Among the reported customer benefits of the transaction, the combined company will have:
- An expanded communication network to deliver greater connectivity between insurers, repair facilities, and other industry service providers and suppliers;
- Expanded Research & Development resources and a greater ability to enhance current products and services, deliver new technology-based claims solutions, and provide faster time-to-market product delivery;
- An expanded sales and service organization, providing broader and better customer service across North America;
- A larger, more comprehensive data warehouse that will improve the company’s ability to deliver industry insights through benchmarking, data analytics and predictive modeling; and
- A broad and widely used portfolio of claims and collision repair solutions from one provider.
Under the agreement, which was unanimously approved by the Boards of Directors of both companies, Mitchell and CCC will merge in a stock-for-stock exchange. Ownership and board seats will be held equally by Aurora Capital Group, the private equity sponsor of Mitchell, and Investcorp, the private equity sponsor of CCC. In addition, CCC-Mitchell management will have a significant stake in the combined enterprise.

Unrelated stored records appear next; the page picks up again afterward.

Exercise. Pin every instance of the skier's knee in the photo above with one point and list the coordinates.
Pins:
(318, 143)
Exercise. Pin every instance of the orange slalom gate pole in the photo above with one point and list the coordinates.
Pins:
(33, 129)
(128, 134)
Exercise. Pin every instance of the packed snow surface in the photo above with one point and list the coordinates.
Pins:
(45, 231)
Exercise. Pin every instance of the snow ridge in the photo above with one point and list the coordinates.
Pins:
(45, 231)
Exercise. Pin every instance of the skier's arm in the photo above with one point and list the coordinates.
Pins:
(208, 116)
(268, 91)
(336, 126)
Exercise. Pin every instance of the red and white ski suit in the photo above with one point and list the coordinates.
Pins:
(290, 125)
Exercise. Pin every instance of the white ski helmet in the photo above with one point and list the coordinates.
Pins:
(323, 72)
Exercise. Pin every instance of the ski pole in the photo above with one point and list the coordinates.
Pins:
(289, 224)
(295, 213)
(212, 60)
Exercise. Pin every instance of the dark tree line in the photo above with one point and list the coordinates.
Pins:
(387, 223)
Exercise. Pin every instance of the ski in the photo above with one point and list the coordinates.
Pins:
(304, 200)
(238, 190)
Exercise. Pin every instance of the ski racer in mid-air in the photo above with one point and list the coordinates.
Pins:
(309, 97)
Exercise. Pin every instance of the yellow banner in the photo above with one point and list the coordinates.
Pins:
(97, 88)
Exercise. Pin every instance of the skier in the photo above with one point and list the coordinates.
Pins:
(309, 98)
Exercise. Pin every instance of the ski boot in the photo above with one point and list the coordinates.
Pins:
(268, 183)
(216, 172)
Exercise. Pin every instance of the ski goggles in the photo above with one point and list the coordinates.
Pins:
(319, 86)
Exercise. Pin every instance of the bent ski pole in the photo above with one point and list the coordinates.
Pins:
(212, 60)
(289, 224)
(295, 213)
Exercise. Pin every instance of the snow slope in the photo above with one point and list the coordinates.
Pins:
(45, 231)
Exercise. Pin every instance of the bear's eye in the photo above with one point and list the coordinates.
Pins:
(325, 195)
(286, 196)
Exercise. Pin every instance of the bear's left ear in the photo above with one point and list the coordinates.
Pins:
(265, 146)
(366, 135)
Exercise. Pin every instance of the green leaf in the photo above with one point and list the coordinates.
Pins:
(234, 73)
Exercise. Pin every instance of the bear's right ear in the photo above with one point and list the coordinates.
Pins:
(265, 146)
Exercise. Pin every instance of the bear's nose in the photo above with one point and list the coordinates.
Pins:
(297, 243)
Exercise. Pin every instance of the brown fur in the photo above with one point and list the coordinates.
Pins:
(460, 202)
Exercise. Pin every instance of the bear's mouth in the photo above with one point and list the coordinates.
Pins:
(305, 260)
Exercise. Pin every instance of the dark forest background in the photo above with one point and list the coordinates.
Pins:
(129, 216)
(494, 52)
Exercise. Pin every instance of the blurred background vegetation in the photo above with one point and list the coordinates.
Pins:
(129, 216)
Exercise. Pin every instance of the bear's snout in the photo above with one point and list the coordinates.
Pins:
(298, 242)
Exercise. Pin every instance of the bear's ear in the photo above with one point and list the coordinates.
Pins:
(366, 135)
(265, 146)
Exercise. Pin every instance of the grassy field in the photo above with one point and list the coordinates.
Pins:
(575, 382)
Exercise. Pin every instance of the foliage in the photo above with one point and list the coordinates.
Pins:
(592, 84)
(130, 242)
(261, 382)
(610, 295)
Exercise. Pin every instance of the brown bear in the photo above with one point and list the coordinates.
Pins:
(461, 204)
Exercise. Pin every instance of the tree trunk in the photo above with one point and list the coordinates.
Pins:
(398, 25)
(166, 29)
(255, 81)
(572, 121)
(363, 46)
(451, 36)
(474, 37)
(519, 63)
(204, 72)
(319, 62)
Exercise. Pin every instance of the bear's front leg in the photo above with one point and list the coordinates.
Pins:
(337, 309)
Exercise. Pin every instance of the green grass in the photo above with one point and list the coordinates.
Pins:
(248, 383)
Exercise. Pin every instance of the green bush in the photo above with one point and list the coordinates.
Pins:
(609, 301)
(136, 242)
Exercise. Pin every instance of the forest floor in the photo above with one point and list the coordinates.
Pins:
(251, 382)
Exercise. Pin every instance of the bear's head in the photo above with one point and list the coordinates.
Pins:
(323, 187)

Given the geographic distribution of the companies’ respective workforces and customers, as well as the companies’ ability to connect through their existing systems, it is anticipated that CCC-Mitchell will operate from multiple locations while maintaining a significant presence in both San Diego and Chicago.Completion of the transaction is expected to occur immediately following completion of regulatory review and satisfaction of customary closing conditions.